Oh, mystery of a girl's heart! Without thinking what she did, she flew back across the bridge, over the path she had thought never to tread again,—she would have traversed the world to come to his aid.
"Ah, you are ill!" she stammered, laying her warm supple hands anxiously upon his own.
"No, not ill, Kitty, only what you declared me to be a while ago, although in a different sense,—a pitiable weakling!" he replied, impatiently, shaking back a lock of hair that had fallen over his brow. "Go, go! can you not see that in my present condition every word of sympathy, every kind look, is like a dagger-thrust?" he cried, harshly, while quick as thought he stooped and pressed his lips for one instant passionately upon the white hand that lay upon his own.
Startled though she was, for a moment Kitty's heart throbbed fast and loud with an indescribable sensation of happy tenderness, and the words hovered upon her lips, "No, I will not go,—you need me." But at the same moment he stood erect before her, mute and pale, and pointed commandingly towards the bridge. She turned once more, and fled as though the angel with the flaming sword stood by his side.

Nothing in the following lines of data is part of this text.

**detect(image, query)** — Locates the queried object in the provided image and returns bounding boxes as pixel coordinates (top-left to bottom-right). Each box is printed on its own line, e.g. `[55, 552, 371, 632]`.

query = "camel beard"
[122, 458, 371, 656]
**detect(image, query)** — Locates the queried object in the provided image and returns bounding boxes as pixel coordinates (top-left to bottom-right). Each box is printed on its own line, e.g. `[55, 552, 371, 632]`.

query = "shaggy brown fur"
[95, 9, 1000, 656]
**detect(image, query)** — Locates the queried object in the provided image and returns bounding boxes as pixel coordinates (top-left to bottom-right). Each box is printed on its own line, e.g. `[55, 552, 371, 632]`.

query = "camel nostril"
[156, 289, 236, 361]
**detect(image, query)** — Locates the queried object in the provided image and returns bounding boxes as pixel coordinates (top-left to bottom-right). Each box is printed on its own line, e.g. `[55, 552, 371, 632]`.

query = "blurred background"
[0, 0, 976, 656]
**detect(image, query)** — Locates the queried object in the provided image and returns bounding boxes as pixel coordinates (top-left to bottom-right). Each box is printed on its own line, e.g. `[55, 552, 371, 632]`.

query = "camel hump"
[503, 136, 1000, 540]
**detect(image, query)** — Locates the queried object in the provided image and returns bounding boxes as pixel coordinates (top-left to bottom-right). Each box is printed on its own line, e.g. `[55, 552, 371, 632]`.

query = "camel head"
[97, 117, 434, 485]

A few hours later she noiselessly descended a back staircase in the villa, her travelling-bag in her hand. She went as she had come, suddenly, unexpectedly. Henriette, although shocked and distressed at her departure, had acquiesced in her remaining away for a time, since Flora's thoughtlessness had made such mischief. She consented that Kitty should leave thus privately, and write what she thought best to say from Dresden, she herself engaging to inform the household of her departure. One condition she strictly exacted, however, and that was, that Kitty should instantly return whenever her invalid sister needed her support and care.
Henriette stood at the top of the staircase with arms extended in farewell, while Kitty drew her veil down over her swollen eyelids. Every hall and passage of the house was bathed in light, and carriage after carriage rolled up to the door. For a moment Kitty was obliged to take refuge in a side-corridor, whence she saw ladies in full dress rustle by to the drawing-room. Footmen threw open the folding-doors, and, within, Flora appeared in light-blue silk and white lace, beautiful and gracious as a princess, to receive the guests assembled in her honour. The councillor was celebrating her birthday by a large ball.
As she looked, Kitty's heart ached to breaking. There stood her haughty sister, the favorite of fortune that dogged her footsteps although she had thrust it from her, and here cowered hopelessness like crime. Why should every gift of heaven, all the wealth of love, be heaped upon this one head,—that did not prize them,—while a weary life of self-sacrifice lay before the other sister in the midst of her hoarded gold?
The doors were closed, and Kitty hurried out into the park, filled with such despair as alone can assail a young and ardent nature; and while the maid awaited her in her room to dress her for the soirée, she was knocking at the door of the mill to request Franz to accompany her to the railroad depot.